How 3 French media outlets focus on reusable video formats to manage their creative time more efficiently

This summer while in Paris I heard a piece of advice that immediately struck a chord. It was a little nugget of newsroom strategy gold. Joackim Le Goff, Eurosport’s digital content manager, was explaining how he encourages his digital team to think about video storytelling.

He said, “Don’t just make a video, make a format”.

(well, the whole quote was, “When you’re using Wochit, don’t just make a video, make a format”. But this is a tactic that anyone can put into action right away, whether or not you use the Wochit video creation platform — we just make it easier and smarter)

The point is this, if you are going to put any creativity into crafting a video, then you should be thinking tactically: what kind of stories can I use this same approach for? How can I turn this one-off video into a reusable format?

Missing the leap from TV to digital

Of course, there is an analogue form of this from TV: the nightly news show. An established format where the same general recipe is followed day in and day out.

But somehow in the digital world of short-form video, publishers decided that every video needed a bespoke treatment, each video needed to be built from scratch — even though they no longer had the TV ad dollars to cover that kind of production.
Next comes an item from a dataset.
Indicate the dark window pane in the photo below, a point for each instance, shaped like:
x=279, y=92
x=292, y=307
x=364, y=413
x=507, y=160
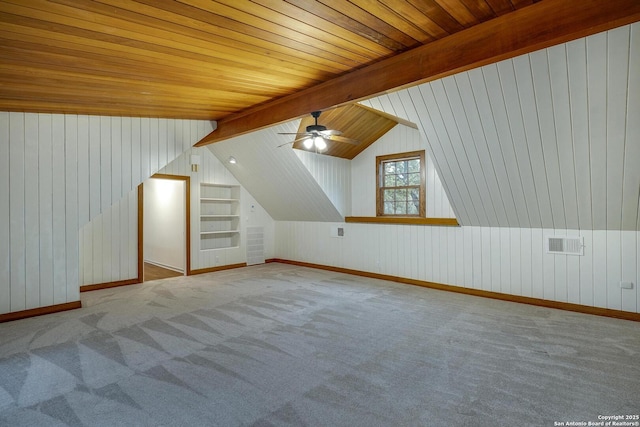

Over the past few months I have seen more and more of the 600+ publishers and brands using Wochit really embrace this approach of recurring formats to better manage their video output.

Time Shift

Focusing on reusable formats is all about efficiency, which lets video storytellers manage their time differently, and better.

Creators can spend a lot less time to create a new version of one of their formats, freeing them up to spend more time on the creative crafting of interesting new formats and special projects.

It means the potential to move away from scrambling to keep up with the news cycle, and towards video creation that actually sets the brand apart and helps build loyalty with audiences.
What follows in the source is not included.